The chloroplast genome of S. miltiorrhiza has been sequenced and its detailed structure provides an excellent basis for systematic analyses [29]. Its more variable non-coding regions could be readily used for intra- and inter-specific phylogenetic studies.

As one of China’s traditional bulk medicinal materials, S. miltiorrhiza has been playing increasingly important roles in clinical and health-care utilization. However, the random introduction of unidentified source varieties in production and nonstandard management have resulted in a chaotic variety sources and unstable quality; and studies concerning the genetic diversity and molecular identification of the germplasm resources have been also inadequate. So far as we known, no reports on the genetic diversity of the cultivated S. miltiorrhiza populations have been seen. In this study, the nuclear ETS and three chloroplast intergenic spacers of the 40 cultivated S. miltiorrhiza populations in China were for the first time analyzed in order to identify the SNP fingerprints, understand the genetic diversity and phylogeny both individually and in combination. A basis for the protection, introduction, domestication, novel variety selection, and breeding of the cultivated S. miltiorrhiza germplasm resources, was provided.

Materials and methods

Sampling

Seeds of 40 cultivated S. miltiorrhiza populations representing more than 30 regions of China were collected from three major seed industries (Table 1). Uniform seeds preliminarily selected were used for sowing in Southwest University Agricultural Station, Chongqing; and leaves of morphologically representative single plants of each population were used for extraction of genomic DNAs.

Table 1. Cultivated S. miltiorrhiza populations used in this study.
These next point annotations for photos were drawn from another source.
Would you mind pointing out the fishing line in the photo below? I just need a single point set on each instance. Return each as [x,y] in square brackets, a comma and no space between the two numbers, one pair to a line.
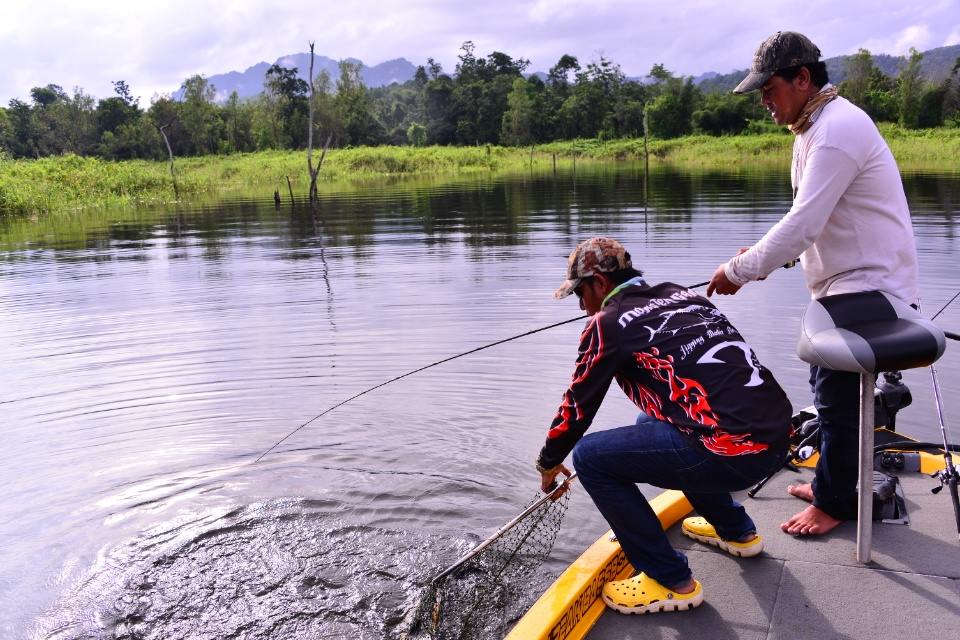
[944,307]
[425,367]
[410,373]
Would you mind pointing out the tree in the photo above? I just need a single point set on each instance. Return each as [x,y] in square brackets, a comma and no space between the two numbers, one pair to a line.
[859,69]
[354,108]
[285,95]
[519,118]
[200,116]
[417,134]
[670,111]
[909,87]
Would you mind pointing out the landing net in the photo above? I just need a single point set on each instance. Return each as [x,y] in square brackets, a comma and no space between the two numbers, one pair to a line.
[481,598]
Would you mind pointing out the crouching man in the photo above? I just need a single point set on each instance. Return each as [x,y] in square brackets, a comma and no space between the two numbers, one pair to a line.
[714,421]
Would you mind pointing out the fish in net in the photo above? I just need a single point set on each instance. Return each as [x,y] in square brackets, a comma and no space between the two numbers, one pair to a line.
[478,595]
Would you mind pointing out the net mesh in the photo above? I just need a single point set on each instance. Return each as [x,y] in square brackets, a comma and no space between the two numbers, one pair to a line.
[482,597]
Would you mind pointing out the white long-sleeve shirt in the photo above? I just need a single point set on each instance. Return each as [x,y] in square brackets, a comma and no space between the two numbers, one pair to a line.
[849,223]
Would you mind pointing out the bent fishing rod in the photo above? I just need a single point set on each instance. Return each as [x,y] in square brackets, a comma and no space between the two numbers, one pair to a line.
[424,368]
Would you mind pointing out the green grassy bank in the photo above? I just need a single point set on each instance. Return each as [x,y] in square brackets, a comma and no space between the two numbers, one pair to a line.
[68,183]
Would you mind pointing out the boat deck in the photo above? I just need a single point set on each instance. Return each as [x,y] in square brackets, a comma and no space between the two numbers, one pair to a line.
[814,587]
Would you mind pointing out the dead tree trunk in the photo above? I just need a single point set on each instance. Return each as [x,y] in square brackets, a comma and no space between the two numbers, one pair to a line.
[173,177]
[314,198]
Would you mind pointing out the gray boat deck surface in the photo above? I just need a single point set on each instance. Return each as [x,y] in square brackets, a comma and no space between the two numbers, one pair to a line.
[814,587]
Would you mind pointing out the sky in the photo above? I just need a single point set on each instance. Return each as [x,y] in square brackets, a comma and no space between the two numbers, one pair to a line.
[154,45]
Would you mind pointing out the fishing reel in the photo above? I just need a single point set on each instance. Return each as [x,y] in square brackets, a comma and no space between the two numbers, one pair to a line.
[948,477]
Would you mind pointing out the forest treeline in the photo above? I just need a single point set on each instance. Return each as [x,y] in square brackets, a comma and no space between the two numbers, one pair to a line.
[485,100]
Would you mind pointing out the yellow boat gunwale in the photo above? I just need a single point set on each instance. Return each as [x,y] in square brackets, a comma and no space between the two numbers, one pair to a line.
[572,604]
[570,607]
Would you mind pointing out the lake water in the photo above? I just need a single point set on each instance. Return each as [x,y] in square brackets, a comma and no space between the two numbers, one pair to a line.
[149,357]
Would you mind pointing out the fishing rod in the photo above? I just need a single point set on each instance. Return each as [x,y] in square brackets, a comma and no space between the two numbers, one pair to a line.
[424,368]
[948,476]
[454,357]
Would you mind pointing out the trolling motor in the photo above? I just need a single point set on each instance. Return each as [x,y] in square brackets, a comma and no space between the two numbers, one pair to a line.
[890,396]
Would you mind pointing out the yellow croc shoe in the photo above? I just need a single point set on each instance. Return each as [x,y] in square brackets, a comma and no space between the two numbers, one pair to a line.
[702,531]
[642,594]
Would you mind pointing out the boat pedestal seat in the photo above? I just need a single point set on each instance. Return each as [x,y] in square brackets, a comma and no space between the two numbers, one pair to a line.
[866,333]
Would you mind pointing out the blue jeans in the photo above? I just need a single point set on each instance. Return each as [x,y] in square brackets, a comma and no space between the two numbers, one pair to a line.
[836,395]
[611,463]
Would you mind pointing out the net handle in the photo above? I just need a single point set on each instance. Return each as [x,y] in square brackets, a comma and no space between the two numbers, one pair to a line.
[557,491]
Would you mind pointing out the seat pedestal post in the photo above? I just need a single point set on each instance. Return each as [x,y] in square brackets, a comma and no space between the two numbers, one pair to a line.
[865,480]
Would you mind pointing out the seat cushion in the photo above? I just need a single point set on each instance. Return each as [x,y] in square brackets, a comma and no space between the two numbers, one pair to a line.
[867,332]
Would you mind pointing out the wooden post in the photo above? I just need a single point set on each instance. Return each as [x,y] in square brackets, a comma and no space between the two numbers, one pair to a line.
[173,177]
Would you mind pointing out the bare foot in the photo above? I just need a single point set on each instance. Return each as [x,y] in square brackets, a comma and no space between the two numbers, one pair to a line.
[810,522]
[802,491]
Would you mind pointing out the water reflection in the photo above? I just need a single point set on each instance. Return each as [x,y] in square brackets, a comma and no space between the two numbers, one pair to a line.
[151,355]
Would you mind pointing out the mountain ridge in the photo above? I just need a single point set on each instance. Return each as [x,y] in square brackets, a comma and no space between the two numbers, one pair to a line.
[936,66]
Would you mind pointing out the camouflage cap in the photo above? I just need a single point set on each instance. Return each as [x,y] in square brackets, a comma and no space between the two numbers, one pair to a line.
[596,255]
[782,50]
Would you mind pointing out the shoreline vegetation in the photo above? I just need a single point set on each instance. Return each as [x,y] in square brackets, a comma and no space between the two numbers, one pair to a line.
[69,183]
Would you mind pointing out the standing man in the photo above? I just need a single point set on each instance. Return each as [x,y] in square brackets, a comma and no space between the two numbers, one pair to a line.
[850,226]
[714,421]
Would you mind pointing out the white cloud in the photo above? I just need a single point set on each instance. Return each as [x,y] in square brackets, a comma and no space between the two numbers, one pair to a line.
[155,44]
[953,38]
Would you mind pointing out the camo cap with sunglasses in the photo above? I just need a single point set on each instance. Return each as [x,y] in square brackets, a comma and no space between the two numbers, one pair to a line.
[782,50]
[593,256]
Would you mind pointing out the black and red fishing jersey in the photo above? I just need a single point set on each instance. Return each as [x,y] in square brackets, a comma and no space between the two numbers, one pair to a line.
[679,360]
No. Population/Voucher Production Region Source No. Population/Voucher Production Region Source
01 V-HBAG-V-2 Anguo, Hebei Hebei Fenghong Seed Industry 21 B-SCZJ-V-2 Zhongjiang, Sichuan Hengda Seed Industry
02 V-CQ-V-2 Chongqing Hengda Seed Industry 22 B-SD-V-1 Shandong Tongda Seed Industry
03 V-JXJA-V-2 Ji-an, Jiangxi Jiangxi Hengda Seed Industry 23 R-HBAG-V-2 Anguo, Hebei Fenghong Seed industry
04 V-JLCC-V-2 Changchun, Jilin Hengda Seed Industry 24 R-HNFC-V-2 Fangcheng, Henan Hengda Seed Industry
05 V-JSSY-V-2 Shuyang, Jiangsu Hengda Seed Industry 25 R-SDJX-V-2 Juxian, Shandong Hengda Seed Industry
06 V-GZ-V-1 Guizhou Tongda Seed Industry 26 R-GX-V-2 Guangxi Hengda Seed Industry
07 V-GD-V-1 Guangdong Tongda Seed Industry 27 R-NM-V-2 Nemeng Hengda Seed Industry
08 V-GD-V-2 Guangdong Hengda Seed Industry 28 R-HNCS-V-2 Changsha, Hunan Hunan Hengda Seed Industry
09 V-GSLX-V-2 Longxi, Gansu Fenghong Seed industry 29 R-GSJQ-V-2 Jiuquan, Gansu Hengda Seed Industry
10 V-BJ-V-2 Beijing Fenghong Seed industry 30 W-SCHY-W-1 Hongyuan, Sichuan Self-collected
11 V-YNLJ-V-2 Lijiang, Yunnan Hengda Seed Industry 31 W-SXXA-bV-2 Xi’an, Shaanxi Hengda Seed Industry
12 V-GZZY-V-2 Zunyi, Guizhou Hengda Seed Industry 32 W-LNSY-V-2 Shenyang, Liaoning Hengda Seed Industry
13 V-SC-V-1 Sichuan Tongda Seed Industry 33 W-FJLY-V-2 Luoyuan, Fujian Hengda Seed Industry
14 V-SD-V-1 Shandong Tongda Seed Industry 34 W-GZ-V-1 Guizhou Tongda Seed Industry
15 V-JS-V-1 Jiangsu Tongda Seed Industry 35 W-SD-V-1 Shandong Tongda Seed Industry
16 V-HNYZ-bV-2 Yongzhou, Hunan Hengda Seed Industry 36 W-JS-V-1 Jiangsu Tongda Seed Industry
17 B-SC-V-1 Sichuan Tongda Seed Industry 37 W-SC-V-1 Sichuan Tongda Seed Industry
18 B-AHQJ-V-2 Quanjiao, Anhui Hengda Seed Industry 38 W-GD-V-1 Guangdong Tongda Seed Industry
19 B-GD-V-1 Guangdong Tongda Seed Industry 39 W-HBJM-V-2 Jingmen Hubei Hengda Seed Industry
20 B-JS-V-1 Jiangsu Tongda Seed Industry 40 W-YNLJ-V-2 Lijiang, Yunnan Hengda Seed Industry

Methods

Genomic DNA extraction

The total genomic DNA of S. miltiorrhiza was extracted by the CTAB method [30], the purity was confirmed by 1% agarose gel electrophoresis, and was stored at -20°C.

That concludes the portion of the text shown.